Ganz allgemein handelt es sich um ein Verfahren der passwortlosen Authentifizierung. Anstelle eines Shared Secret zwischen Dienst und Nutzer, wie es das Passwort darstellt, kommt hier asymmetrische Kryptografie zum Einsatz. Der Nutzer verwahrt auf seinem persönlichen Gerät einen privaten Schlüssel und der Dienstanbieter erhält im Rahmen der Anmeldung für einen neuen Account den dazugehörigen öffentlichen Schlüssel.
Die Authentifizierung läuft nun so ab, dass der Nutzer vom Anbieter ein Datenpaket, eine sogenannte Challenge, zur Signatur erhält. Diese wird dann automatisch mit dem privaten Schlüssel des Nutzers signiert. Kann der Anbieter sie wiederum entschlüsseln, heißt das, das Schlüsselpaar gehört zusammen und der Nutzer ist somit authentifiziert.

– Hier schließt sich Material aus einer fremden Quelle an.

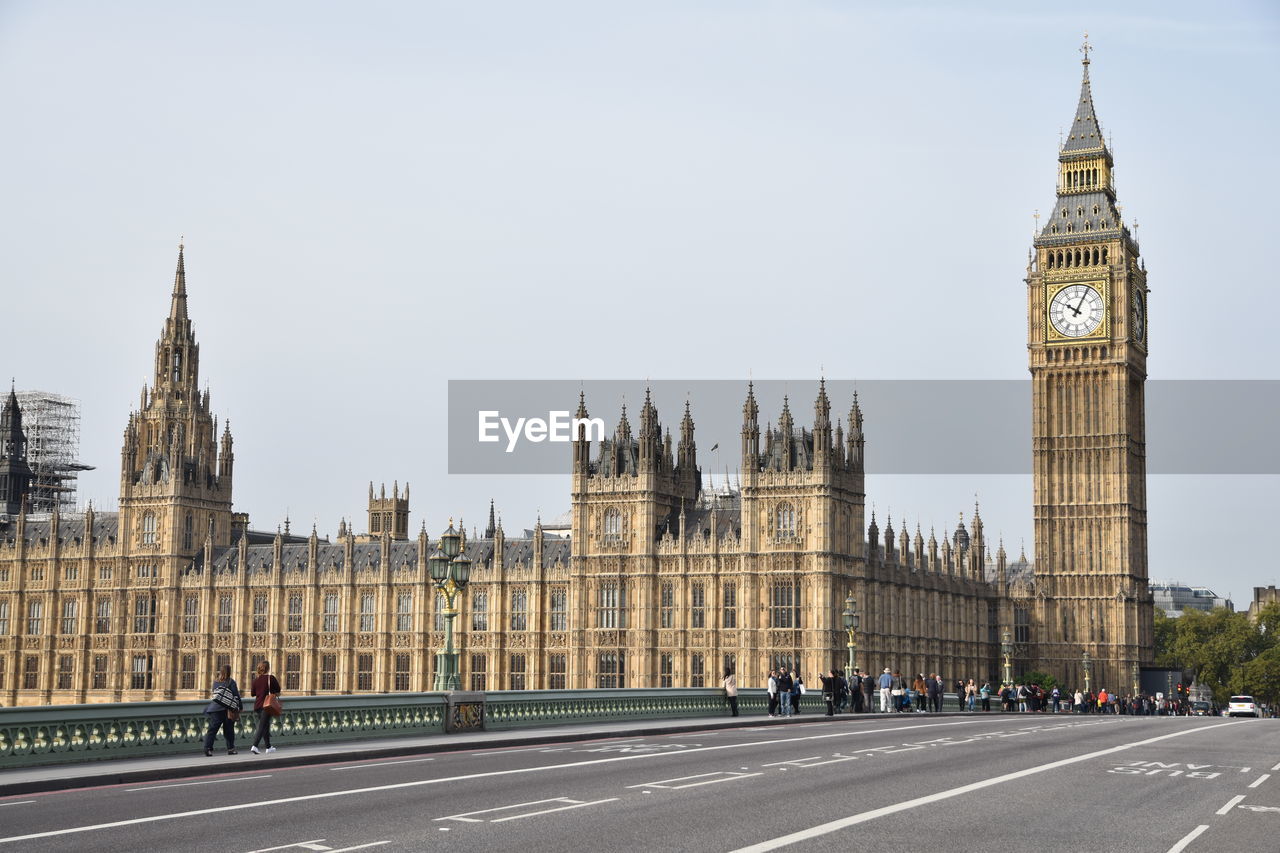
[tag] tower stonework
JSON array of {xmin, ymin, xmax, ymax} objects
[
  {"xmin": 120, "ymin": 240, "xmax": 233, "ymax": 561},
  {"xmin": 1025, "ymin": 44, "xmax": 1153, "ymax": 690}
]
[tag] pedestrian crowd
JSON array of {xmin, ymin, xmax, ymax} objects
[
  {"xmin": 747, "ymin": 666, "xmax": 1190, "ymax": 717},
  {"xmin": 205, "ymin": 661, "xmax": 284, "ymax": 756}
]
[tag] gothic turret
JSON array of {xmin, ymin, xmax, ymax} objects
[
  {"xmin": 120, "ymin": 245, "xmax": 234, "ymax": 558},
  {"xmin": 0, "ymin": 387, "xmax": 33, "ymax": 515}
]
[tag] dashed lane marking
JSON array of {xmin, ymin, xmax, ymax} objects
[
  {"xmin": 433, "ymin": 797, "xmax": 618, "ymax": 824},
  {"xmin": 1213, "ymin": 794, "xmax": 1244, "ymax": 815},
  {"xmin": 124, "ymin": 774, "xmax": 271, "ymax": 792},
  {"xmin": 1169, "ymin": 824, "xmax": 1208, "ymax": 853},
  {"xmin": 627, "ymin": 770, "xmax": 764, "ymax": 790},
  {"xmin": 329, "ymin": 758, "xmax": 435, "ymax": 770}
]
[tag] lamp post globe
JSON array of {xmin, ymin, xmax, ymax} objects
[
  {"xmin": 840, "ymin": 593, "xmax": 859, "ymax": 676},
  {"xmin": 1000, "ymin": 628, "xmax": 1014, "ymax": 686},
  {"xmin": 426, "ymin": 519, "xmax": 471, "ymax": 690}
]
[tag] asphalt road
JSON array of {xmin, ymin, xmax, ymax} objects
[{"xmin": 0, "ymin": 715, "xmax": 1280, "ymax": 853}]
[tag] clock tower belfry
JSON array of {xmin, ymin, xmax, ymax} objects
[{"xmin": 1027, "ymin": 41, "xmax": 1153, "ymax": 693}]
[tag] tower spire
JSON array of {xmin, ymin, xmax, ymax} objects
[{"xmin": 169, "ymin": 238, "xmax": 187, "ymax": 320}]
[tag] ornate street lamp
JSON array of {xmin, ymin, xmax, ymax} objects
[
  {"xmin": 426, "ymin": 519, "xmax": 471, "ymax": 690},
  {"xmin": 841, "ymin": 593, "xmax": 859, "ymax": 675},
  {"xmin": 1000, "ymin": 628, "xmax": 1014, "ymax": 686}
]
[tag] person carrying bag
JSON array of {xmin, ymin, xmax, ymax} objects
[
  {"xmin": 248, "ymin": 661, "xmax": 283, "ymax": 756},
  {"xmin": 205, "ymin": 663, "xmax": 241, "ymax": 756}
]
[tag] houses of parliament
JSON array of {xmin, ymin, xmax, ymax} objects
[{"xmin": 0, "ymin": 51, "xmax": 1153, "ymax": 706}]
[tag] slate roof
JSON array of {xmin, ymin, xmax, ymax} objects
[
  {"xmin": 202, "ymin": 538, "xmax": 571, "ymax": 574},
  {"xmin": 1062, "ymin": 60, "xmax": 1106, "ymax": 154},
  {"xmin": 0, "ymin": 512, "xmax": 120, "ymax": 546}
]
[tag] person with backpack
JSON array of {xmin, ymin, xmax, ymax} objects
[{"xmin": 778, "ymin": 669, "xmax": 794, "ymax": 717}]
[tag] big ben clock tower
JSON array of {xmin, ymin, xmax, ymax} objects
[{"xmin": 1027, "ymin": 41, "xmax": 1152, "ymax": 693}]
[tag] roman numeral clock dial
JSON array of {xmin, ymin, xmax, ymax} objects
[{"xmin": 1048, "ymin": 284, "xmax": 1106, "ymax": 338}]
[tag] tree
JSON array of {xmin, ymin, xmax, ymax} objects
[
  {"xmin": 1155, "ymin": 605, "xmax": 1280, "ymax": 703},
  {"xmin": 1023, "ymin": 670, "xmax": 1059, "ymax": 690}
]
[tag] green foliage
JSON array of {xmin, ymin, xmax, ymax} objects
[
  {"xmin": 1021, "ymin": 670, "xmax": 1060, "ymax": 690},
  {"xmin": 1155, "ymin": 605, "xmax": 1280, "ymax": 703}
]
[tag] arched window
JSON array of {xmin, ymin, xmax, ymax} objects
[
  {"xmin": 773, "ymin": 503, "xmax": 796, "ymax": 537},
  {"xmin": 604, "ymin": 506, "xmax": 623, "ymax": 542}
]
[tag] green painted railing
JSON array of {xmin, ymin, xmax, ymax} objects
[
  {"xmin": 0, "ymin": 693, "xmax": 444, "ymax": 768},
  {"xmin": 0, "ymin": 688, "xmax": 849, "ymax": 770}
]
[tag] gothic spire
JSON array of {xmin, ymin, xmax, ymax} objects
[
  {"xmin": 169, "ymin": 236, "xmax": 187, "ymax": 321},
  {"xmin": 1062, "ymin": 33, "xmax": 1106, "ymax": 154}
]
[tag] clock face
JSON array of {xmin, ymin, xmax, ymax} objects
[
  {"xmin": 1133, "ymin": 287, "xmax": 1147, "ymax": 341},
  {"xmin": 1048, "ymin": 284, "xmax": 1106, "ymax": 338}
]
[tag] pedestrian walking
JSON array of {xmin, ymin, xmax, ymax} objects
[
  {"xmin": 205, "ymin": 663, "xmax": 241, "ymax": 756},
  {"xmin": 778, "ymin": 670, "xmax": 792, "ymax": 717},
  {"xmin": 818, "ymin": 670, "xmax": 837, "ymax": 717},
  {"xmin": 248, "ymin": 661, "xmax": 280, "ymax": 756},
  {"xmin": 925, "ymin": 672, "xmax": 942, "ymax": 713}
]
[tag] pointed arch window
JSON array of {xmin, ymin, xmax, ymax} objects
[
  {"xmin": 773, "ymin": 503, "xmax": 796, "ymax": 537},
  {"xmin": 604, "ymin": 506, "xmax": 625, "ymax": 542}
]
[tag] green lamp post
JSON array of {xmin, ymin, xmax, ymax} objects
[
  {"xmin": 1000, "ymin": 628, "xmax": 1014, "ymax": 686},
  {"xmin": 841, "ymin": 593, "xmax": 859, "ymax": 676},
  {"xmin": 426, "ymin": 519, "xmax": 471, "ymax": 690}
]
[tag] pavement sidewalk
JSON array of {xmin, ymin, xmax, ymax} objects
[{"xmin": 0, "ymin": 712, "xmax": 975, "ymax": 797}]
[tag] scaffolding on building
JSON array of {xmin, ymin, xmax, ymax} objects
[{"xmin": 17, "ymin": 391, "xmax": 93, "ymax": 514}]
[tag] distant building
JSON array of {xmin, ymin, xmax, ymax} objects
[
  {"xmin": 1151, "ymin": 580, "xmax": 1235, "ymax": 619},
  {"xmin": 1249, "ymin": 584, "xmax": 1280, "ymax": 621}
]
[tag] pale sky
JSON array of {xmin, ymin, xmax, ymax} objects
[{"xmin": 0, "ymin": 0, "xmax": 1280, "ymax": 607}]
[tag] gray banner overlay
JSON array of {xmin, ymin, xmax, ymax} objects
[{"xmin": 448, "ymin": 379, "xmax": 1280, "ymax": 474}]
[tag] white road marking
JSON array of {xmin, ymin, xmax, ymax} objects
[
  {"xmin": 241, "ymin": 838, "xmax": 330, "ymax": 853},
  {"xmin": 329, "ymin": 758, "xmax": 435, "ymax": 770},
  {"xmin": 433, "ymin": 797, "xmax": 618, "ymax": 824},
  {"xmin": 733, "ymin": 722, "xmax": 1244, "ymax": 853},
  {"xmin": 627, "ymin": 770, "xmax": 764, "ymax": 790},
  {"xmin": 433, "ymin": 797, "xmax": 577, "ymax": 824},
  {"xmin": 1169, "ymin": 824, "xmax": 1208, "ymax": 853},
  {"xmin": 124, "ymin": 774, "xmax": 271, "ymax": 790},
  {"xmin": 1213, "ymin": 794, "xmax": 1244, "ymax": 815},
  {"xmin": 489, "ymin": 797, "xmax": 621, "ymax": 824},
  {"xmin": 0, "ymin": 720, "xmax": 1162, "ymax": 844}
]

Diese Passkeys haben viele Vorteile – der offensichtlichste: Für Nutzer ist die Lösung wesentlich einfacher und komfortabler als Passwörter. Alle Vorgänge laufen automatisiert im Hintergrund ab und Anwender müssen dabei gar nicht selbst aktiv werden. Sie müssen keine Passwörter und Nutzernamen mehr eintippen, sich folglich auch keine Passwörter mehr merken und sich diese regelmäßig neu ausdenken. Dies vereinfacht Anmeldevorgänge überall im Netz ungemein.

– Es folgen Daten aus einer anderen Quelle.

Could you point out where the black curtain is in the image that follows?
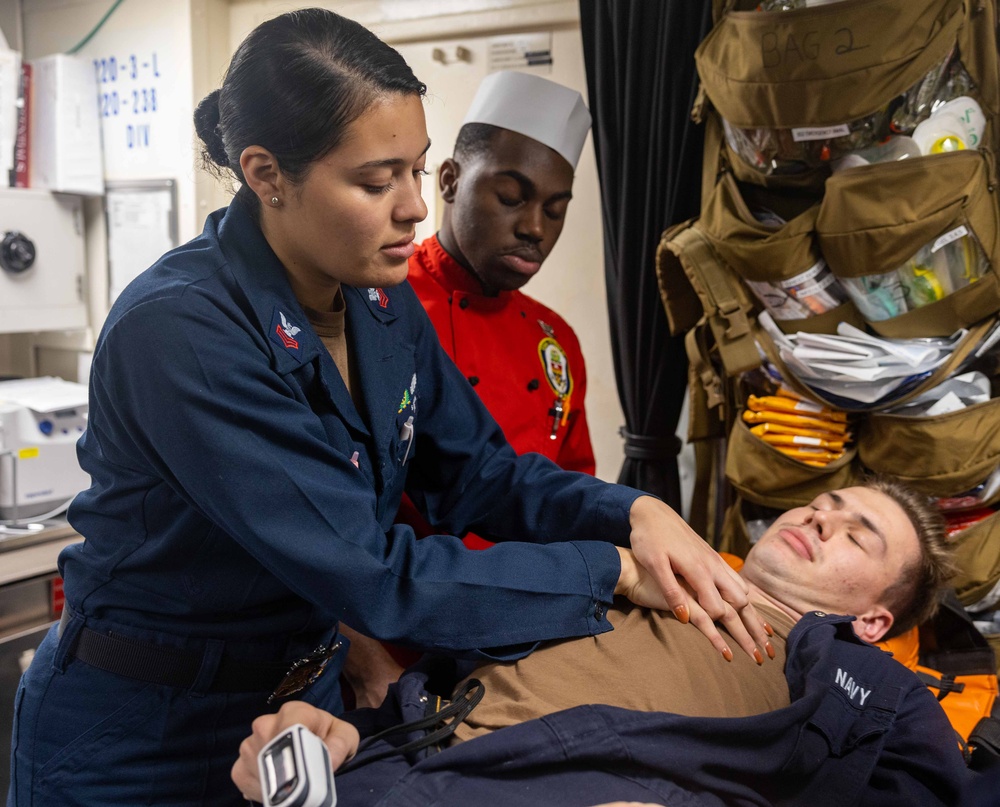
[580,0,712,509]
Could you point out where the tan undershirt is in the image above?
[305,289,358,403]
[455,600,795,741]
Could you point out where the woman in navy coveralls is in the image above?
[8,9,766,807]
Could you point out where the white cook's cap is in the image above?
[462,70,590,169]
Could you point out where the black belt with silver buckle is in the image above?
[71,627,340,702]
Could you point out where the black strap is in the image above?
[618,426,684,461]
[72,627,292,692]
[337,678,486,776]
[917,670,965,701]
[966,717,1000,771]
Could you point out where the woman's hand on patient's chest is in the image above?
[615,496,768,664]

Damit haben Passkeys auch einen Vorteil für Online-Anbieter. Bisher schreckt viele Nutzer die Anlage immer neuer Nutzerkonten mit neuen Passwörtern oft ab. Wer weder auf Passwortmanager noch auf eine Anmeldung mit Google und Co zurückgreifen möchte, hat mit Passkeys eine einfache und sehr sichere Alternative.
Daneben bedeutet das Fehlen des Shared Secret aber auch, dass bei einem Angriff auf den Server des Anbieters keine wertvollen Passwörter erbeutet werden können, sondern höchstens wertlose, weil öffentliche Schlüssel.
Der Zusammenhang zwischen öffentlichem und privatem Schlüssel wird über komplexe, schwer umkehrbare mathematische Fragestellungen hergestellt. Die Komplexität wird dabei so hoch gesetzt, dass es selbst mit leistungsfähigen Computern nicht möglich ist, in reeller Zeit aus einem öffentlichen einen privaten Schlüssel zu errechnen.
Nicht zuletzt sind Passkeys der beste Schutz vor Phishing. Für die Kriminellen gibt es hier nichts zu holen. Ihre Angriffe zielen schließlich darauf ab, das Shared Secret zu erbeuten, das bei der Verwendung von Passkeys entfällt.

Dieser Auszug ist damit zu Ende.